Von Carmela Thiele | 20.06.2012
    "Ich baue hier ein neues Atelier als sichtbares Zeichen, dass ein neues Leben für mich beginnt. Es muss beginnen, ich bin 50 Jahre alt, da kann man ja noch mal anfangen. Alles in allem ist das Leben so grauenhaft, dass man lieber nie geboren wäre. Mit dieser Prämisse lebt sich's ganz leidlich gut."

    Schreibt Kurt Schwitters, geboren am 20. Juni 1887 in Hannover, aus dem norwegischen Exil an die Amerikanerin Katherine S. Dreier. Die Mäzenin und Künstlerin machte sein Werk in den USA bekannt und schenkte dem Museum of Modern Art ihre Schwitters-Sammlung. Der Avantgardist Schwitters hatte zudem in den 1920er-Jahren mit den Expressionisten und Futuristen in der Sturm-Galerie in Berlin ausgestellt, mit den Surrealisten in Paris. Im Exil war er plötzlich ein Niemand. Dennoch begann er 1937 in der Nähe von Oslo mit seinem zweiten, höhlenartigen Merz-Bau: eine dreidimensionale Collage aus Fundstücken aller Art, die er als zentralen Bestandteil seiner Kunst begriff.

    "Ich nannte meine neue Gestaltung mit prinzipiell jedem Material MERZ. Es ist die zweite Silbe von Kommerz. Es entstand beim Merz-Bild, einem Bilde, auf dem unter abstrakten Formen das Wort MERZ aufgeklebt und ausgeschnitten aus einer Anzeige zu lesen war."

    Das erste Merz-Bild entstand 1919. Auf den Ersten Weltkrieg reagierten die Künstler mit beißender Kritik oder dadaistischer Anti-Kunst. Schwitters las Fragmente des realen Lebens auf, Zeitungsausschnitte, gebrauchte Fahrscheine, Überreste aller Art und klebte sie zu fein abgestimmten Kompositionen zusammen. Der an der Dresdener Akademie ausgebildete Maler zerschnitt dabei zufällig eine Schlagzeile und fand eine neue Welt, die Welt der Collage, des Lautgedichts, MERZ, eine Kunst, die keine Gattungsgrenzen kannte.

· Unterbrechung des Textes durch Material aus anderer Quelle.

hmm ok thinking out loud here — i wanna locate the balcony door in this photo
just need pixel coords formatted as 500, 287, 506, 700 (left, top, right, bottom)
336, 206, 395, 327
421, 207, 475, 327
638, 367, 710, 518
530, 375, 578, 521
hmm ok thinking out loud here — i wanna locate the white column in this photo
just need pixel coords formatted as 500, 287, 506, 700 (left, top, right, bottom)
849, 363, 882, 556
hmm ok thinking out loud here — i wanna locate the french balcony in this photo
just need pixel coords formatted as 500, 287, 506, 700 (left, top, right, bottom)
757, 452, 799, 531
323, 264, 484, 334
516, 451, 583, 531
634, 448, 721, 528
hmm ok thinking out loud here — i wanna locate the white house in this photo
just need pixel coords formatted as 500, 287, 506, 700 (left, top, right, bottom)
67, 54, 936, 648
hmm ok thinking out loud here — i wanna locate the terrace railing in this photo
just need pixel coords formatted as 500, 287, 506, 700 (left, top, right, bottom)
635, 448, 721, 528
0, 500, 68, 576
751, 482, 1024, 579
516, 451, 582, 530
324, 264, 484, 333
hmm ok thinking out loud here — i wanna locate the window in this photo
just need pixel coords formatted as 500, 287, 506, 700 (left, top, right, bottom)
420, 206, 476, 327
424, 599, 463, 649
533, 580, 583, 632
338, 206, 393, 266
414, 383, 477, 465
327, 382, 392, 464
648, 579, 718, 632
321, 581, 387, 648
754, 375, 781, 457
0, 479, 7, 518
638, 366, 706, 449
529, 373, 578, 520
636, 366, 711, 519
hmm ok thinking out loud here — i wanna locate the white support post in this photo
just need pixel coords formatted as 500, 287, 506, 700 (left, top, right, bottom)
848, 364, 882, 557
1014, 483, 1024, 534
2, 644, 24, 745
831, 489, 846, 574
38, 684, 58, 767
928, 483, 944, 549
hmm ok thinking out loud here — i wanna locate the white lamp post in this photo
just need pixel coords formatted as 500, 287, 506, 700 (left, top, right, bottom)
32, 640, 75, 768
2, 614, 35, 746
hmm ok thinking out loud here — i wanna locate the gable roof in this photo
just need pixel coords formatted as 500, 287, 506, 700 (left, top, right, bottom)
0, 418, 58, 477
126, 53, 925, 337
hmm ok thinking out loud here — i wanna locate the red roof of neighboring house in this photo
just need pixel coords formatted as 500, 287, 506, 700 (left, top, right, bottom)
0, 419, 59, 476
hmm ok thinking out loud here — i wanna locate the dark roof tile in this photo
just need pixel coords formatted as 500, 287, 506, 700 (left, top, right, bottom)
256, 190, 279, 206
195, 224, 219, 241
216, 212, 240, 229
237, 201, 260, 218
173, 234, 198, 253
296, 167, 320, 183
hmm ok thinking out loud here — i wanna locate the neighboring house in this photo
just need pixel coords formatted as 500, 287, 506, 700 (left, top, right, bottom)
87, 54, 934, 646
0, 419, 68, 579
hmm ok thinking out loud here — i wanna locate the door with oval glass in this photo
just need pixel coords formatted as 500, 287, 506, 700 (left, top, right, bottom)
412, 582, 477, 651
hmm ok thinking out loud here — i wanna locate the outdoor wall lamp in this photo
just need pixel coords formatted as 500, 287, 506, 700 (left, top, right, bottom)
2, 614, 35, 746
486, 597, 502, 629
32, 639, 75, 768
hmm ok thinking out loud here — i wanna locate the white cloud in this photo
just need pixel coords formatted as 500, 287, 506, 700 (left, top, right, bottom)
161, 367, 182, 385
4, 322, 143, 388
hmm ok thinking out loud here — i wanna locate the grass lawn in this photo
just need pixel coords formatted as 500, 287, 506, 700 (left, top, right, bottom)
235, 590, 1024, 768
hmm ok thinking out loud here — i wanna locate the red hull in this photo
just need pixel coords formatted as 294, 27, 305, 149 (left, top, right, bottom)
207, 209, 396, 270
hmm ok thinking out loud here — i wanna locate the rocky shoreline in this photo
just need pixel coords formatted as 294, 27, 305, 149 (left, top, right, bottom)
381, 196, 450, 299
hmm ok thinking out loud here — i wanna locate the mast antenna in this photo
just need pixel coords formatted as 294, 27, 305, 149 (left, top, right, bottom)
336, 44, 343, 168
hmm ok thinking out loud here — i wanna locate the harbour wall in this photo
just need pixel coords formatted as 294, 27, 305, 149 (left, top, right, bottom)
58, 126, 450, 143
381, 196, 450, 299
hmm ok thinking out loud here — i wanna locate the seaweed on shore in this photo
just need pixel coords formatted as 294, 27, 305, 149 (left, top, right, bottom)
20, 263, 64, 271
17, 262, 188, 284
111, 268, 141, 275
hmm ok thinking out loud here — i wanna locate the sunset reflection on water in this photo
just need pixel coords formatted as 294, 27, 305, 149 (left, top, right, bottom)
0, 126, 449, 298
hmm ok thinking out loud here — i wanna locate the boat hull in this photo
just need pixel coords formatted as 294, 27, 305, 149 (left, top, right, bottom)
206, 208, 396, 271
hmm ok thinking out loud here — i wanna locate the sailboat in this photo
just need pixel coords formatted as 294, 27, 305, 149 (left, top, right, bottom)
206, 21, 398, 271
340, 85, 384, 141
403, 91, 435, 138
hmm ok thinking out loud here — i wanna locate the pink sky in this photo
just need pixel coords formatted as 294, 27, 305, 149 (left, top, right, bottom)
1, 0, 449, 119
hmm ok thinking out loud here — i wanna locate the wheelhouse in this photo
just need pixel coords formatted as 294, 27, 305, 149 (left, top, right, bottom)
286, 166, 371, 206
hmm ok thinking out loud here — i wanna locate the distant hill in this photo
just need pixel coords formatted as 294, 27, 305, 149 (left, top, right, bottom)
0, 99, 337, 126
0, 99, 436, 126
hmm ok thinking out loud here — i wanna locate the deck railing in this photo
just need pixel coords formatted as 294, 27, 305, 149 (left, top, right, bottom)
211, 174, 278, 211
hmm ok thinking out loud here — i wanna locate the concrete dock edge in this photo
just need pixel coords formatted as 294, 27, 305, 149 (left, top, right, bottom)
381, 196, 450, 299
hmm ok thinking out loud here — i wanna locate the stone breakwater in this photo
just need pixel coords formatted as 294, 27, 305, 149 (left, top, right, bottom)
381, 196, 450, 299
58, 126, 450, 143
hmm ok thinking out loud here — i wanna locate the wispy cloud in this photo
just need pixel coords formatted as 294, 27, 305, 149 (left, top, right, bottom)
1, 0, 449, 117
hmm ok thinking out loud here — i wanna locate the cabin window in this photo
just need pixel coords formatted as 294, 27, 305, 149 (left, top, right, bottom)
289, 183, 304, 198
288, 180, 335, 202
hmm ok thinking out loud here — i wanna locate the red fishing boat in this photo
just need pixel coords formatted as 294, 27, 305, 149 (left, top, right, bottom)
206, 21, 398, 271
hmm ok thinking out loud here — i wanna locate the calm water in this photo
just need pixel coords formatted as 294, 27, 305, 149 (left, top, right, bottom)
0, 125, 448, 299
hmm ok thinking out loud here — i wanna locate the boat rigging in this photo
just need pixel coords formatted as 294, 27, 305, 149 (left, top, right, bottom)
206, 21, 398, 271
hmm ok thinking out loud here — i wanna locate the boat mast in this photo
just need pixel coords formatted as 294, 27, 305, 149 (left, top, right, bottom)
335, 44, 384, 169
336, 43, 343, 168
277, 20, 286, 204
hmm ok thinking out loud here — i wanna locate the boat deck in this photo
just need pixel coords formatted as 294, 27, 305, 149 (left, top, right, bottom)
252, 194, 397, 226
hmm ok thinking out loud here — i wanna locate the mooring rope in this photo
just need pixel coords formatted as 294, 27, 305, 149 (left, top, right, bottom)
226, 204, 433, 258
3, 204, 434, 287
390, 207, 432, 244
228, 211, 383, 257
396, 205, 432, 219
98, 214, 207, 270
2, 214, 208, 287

    "Kurt Schwitters spricht sein Gedicht: An Anna Blume.
    Oh Du, Geliebte meiner 27 Sinne, ich liebe Dir!
    Du, Deiner, Dich Dir, ich Dir, Du mir, ----wir?
    Das gehört beiläufig nicht hierher."

    Diese Parodie auf die Lyrik prangte 1920 an den Litfaßsäulen von Hannover, das Prinzip "Merz", übertragen auf die Dichtung. Schwitters wurde mit einem Schlag bekannt. Anna Blume wurde in mehrere Sprachen übersetzt. Mit seinen Wortspielen hatte der Künstler den Zeitgeist getroffen.

    "Weißt du es Anna, weißt Du es schon?
    Man kann dich auch von hinten lesen.
    Und du Herrlichste von allen,
    Du bist von hinten wie von vorne:
    A----N----N----A.
    Rindertalg träufelt STREICHELN über meinen Rücken.
    Anna Blume,
    du trophes Tier
    Ich-------liebe-------Dir!"

    Sein schräger Humor öffnete ihm die Türen: "Ich bin Maler, ich nagle meine Bilder." Mit diesen Worten soll sich Kurt Schwitters dem Dadaisten Richard Huelsenbeck vorgestellt haben. Der Merzkünstler nahm nach dem Anna-Blume-Erfolg Kontakt mit der provozierenden Anti-Kunst-Bewegung Dada auf, er freundete sich mit den Vertretern der holländischen und russischen Avantgarde an, unternahm Vortragsreisen, begann in seinem Elternhaus seinen ersten Merzbau, dessen spielerische Materialexperimente bis auf den Dachboden und über den Balkon wucherten. Eine Rekonstruktion ist heute im Sprengel-Museum in Hannover zu sehen.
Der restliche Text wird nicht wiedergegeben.